Does getting married makes a diffrence?
Asked Sep 10, 2009, 12:57 PM
I'm a 27 year old women who has been in a relationship for 9 years and we have been living together for 6. A couple of months ago we went through a hard patch and I decided to leave the house. We got back together 2 months after and have been together ever since, but this time I did not move back in. One of the problems that made me leave in the first place is his fear of commitment. When we first starting living together he proposed to me that was exsactly 6 years ago, since then he has been telling me every time I ask him when is the date he will tell me next year. So I'm extreamly confused why would he propose to me if he doesn't want to get married?
I think that one of the problems won't allow him to take the extra step is the fact that he got married at a young age he had just turned 18 and his marriage lasted 3 months because she was unfaithful, and so I ask myself what does that has to do with me?
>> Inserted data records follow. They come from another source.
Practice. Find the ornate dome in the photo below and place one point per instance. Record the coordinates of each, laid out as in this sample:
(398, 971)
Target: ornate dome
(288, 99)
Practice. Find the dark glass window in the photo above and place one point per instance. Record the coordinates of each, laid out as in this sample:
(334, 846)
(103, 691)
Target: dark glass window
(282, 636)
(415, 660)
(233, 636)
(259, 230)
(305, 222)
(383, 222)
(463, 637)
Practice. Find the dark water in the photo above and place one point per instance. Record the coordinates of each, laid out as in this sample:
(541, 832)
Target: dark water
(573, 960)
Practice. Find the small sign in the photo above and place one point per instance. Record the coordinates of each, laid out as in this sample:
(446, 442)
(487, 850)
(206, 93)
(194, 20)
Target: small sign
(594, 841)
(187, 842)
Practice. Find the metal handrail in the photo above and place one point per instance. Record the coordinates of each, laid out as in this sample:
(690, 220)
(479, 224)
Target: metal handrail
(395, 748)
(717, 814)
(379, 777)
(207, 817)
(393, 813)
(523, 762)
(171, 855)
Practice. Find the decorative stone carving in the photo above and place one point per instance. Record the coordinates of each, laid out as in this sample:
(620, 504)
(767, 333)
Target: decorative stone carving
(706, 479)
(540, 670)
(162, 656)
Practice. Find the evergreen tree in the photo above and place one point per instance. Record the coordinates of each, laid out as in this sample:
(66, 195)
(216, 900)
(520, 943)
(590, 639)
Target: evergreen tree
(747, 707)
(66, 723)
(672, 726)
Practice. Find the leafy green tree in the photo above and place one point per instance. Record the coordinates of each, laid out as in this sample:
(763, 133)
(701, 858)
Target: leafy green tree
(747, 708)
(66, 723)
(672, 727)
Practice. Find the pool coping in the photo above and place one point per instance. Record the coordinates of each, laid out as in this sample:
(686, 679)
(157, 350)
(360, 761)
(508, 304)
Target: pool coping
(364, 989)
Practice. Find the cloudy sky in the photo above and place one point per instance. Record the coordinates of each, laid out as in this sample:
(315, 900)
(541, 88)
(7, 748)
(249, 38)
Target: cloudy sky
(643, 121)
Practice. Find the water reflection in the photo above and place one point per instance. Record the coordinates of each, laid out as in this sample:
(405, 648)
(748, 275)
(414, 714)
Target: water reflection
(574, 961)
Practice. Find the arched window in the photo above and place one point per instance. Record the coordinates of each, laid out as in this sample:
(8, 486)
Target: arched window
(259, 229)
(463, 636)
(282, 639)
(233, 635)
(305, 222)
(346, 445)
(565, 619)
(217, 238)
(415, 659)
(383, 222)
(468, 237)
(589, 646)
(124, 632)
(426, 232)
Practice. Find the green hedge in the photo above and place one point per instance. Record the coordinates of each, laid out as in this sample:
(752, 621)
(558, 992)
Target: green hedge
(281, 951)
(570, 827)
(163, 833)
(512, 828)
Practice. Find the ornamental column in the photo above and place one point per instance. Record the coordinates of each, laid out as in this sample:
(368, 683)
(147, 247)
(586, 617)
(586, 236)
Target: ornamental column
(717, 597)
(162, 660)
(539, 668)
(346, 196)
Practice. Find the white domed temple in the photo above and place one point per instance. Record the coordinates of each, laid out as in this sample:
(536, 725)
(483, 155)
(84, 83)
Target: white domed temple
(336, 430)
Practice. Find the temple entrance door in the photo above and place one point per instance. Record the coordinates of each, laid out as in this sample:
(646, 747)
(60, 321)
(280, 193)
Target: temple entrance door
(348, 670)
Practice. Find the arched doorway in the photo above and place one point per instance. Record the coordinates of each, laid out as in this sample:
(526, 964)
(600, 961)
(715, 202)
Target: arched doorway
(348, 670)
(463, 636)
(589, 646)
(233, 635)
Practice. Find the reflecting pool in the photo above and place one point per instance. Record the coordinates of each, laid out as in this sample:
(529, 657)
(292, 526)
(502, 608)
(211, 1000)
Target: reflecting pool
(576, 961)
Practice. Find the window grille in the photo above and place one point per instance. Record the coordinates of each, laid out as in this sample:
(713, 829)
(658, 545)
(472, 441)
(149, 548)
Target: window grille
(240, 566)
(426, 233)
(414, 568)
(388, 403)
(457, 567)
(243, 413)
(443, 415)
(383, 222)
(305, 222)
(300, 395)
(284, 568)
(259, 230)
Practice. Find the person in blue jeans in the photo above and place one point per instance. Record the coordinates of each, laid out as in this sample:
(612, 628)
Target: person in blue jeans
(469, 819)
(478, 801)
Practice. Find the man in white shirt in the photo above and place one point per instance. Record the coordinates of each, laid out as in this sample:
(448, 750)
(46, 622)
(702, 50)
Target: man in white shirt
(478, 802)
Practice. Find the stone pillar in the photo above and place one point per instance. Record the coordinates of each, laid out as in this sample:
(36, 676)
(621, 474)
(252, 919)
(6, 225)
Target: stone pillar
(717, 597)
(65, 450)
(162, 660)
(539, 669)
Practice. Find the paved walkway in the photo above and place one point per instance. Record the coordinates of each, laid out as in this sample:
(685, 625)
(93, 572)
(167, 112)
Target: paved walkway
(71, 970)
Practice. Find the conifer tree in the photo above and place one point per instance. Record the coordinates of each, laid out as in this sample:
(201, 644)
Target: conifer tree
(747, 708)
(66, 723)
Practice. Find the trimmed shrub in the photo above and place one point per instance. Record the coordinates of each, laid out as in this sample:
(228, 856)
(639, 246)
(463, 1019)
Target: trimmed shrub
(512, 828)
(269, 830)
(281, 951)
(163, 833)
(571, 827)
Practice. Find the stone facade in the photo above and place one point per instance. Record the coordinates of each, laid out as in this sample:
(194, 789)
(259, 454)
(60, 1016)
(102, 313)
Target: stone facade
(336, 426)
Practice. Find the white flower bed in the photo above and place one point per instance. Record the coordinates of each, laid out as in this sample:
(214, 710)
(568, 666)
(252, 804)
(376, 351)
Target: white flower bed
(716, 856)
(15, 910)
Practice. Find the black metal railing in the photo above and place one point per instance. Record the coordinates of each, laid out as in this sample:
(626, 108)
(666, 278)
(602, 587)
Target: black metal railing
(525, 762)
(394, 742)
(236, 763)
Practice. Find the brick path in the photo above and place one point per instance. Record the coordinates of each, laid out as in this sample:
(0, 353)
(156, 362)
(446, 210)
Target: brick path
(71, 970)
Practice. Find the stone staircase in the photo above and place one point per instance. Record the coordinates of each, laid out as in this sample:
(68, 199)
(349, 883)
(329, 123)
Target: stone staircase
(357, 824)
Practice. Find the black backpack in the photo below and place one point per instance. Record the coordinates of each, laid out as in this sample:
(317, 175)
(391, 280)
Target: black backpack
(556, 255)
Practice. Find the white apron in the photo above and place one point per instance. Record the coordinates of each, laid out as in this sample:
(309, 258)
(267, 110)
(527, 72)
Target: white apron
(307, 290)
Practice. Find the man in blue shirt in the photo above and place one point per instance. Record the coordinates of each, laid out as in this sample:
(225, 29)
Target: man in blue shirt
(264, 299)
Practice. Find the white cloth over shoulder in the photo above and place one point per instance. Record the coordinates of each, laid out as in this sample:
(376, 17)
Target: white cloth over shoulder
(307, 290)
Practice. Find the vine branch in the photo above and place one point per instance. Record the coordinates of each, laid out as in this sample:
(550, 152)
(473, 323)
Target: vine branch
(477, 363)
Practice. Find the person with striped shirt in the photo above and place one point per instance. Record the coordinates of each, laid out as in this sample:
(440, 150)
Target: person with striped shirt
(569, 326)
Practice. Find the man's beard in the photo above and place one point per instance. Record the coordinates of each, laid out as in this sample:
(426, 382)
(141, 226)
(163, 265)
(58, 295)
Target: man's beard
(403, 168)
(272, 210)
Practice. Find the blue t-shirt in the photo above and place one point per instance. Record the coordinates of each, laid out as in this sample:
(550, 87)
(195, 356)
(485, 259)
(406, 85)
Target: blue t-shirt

He tells me everyday is want to spend the rest of his life with me, but just won't take that extra step. This whole marriage this really means a lot to me, so much that I told him that I wouldn't go back to the house until he marrys me. Now I have to move because I was staying with my because and the lease exp and she is not going to renew it. So I'm left with the choice to move on and leave him behind? Or to go back to the house and just leave the marriage aside?
I need help because although it may be as simple as a "paper" to me it means that he loves me enough to take that extra step. Can someone please tell me what would you do if this was you??